If possible, install the NFS Client feature on the Monitoring Agent host:

The NFS Client feature must be installed for NFS monitoring.
Install NFS Client feature with PowerShell
Use the following script to install the NFS client on Windows Server or Windows client OS.
# Windows Server
if (Get-Command Get-WindowsFeature -ErrorAction SilentlyContinue) {
Install-WindowsFeature -Name NFS-Client -IncludeManagementTools
}
else {
# Windows client OS (for example Windows 10/11)
Enable-WindowsOptionalFeature -Online -FeatureName ServicesForNFS-ClientOnly -All -NoRestart
}
Verify RPC/NFS reachability
Use the sample RPCINFO command (replace sample IP address as appropriate):
rpcinfo /p 10.0.1.135
If the connection is successful, you should have the nfs entries listed; otherwise, there is probably an error in the output:

RPCINFO output showing NFS entries if successful.
Optional lab setup: Create a test NFS share on Windows Server
If you need a controlled lab environment, use the script below on a Windows Server host.
# 1. Install Server for NFS
Install-WindowsFeature -Name FS-NFS-Service -IncludeManagementTools
# 2. Create a local folder for the share
$nfsRoot = "C:\NFS\Demo"
New-Item -Path $nfsRoot -ItemType Directory -Force
# 3. Create NFS share
New-NfsShare -Name "DemoNfs" -Path $nfsRoot
# 4. Allow lab client access (replace with specific hosts/subnets for production)
Grant-NfsSharePermission -Name "DemoNfs" -ClientName "*" -ClientType Host -Permission ReadWrite
Warning
Use restrictive permissions in production.

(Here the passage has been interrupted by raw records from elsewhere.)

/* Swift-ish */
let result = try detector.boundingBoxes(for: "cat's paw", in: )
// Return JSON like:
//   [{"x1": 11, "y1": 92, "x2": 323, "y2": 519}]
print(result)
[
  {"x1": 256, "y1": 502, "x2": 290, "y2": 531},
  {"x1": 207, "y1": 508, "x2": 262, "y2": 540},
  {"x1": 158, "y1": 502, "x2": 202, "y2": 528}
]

Avoid wildcard client access (
*) outside of test environments.
Optional lab setup: Docker-based NFS server for quick testing
For quick local testing, you can run a community NFS server image with Docker (Linux container mode, for example Docker Desktop with WSL2).
docker run -d --name nfs-lab --privileged -e SHARED_DIRECTORY=/exports -v nfsdata:/exports erichough/nfs-server
Then run rpcinfo /p <docker-host-ip> from the Monitoring Agent host.
Note
Container-based NFS is useful for lab validation but should not be treated as a production-grade NFS service.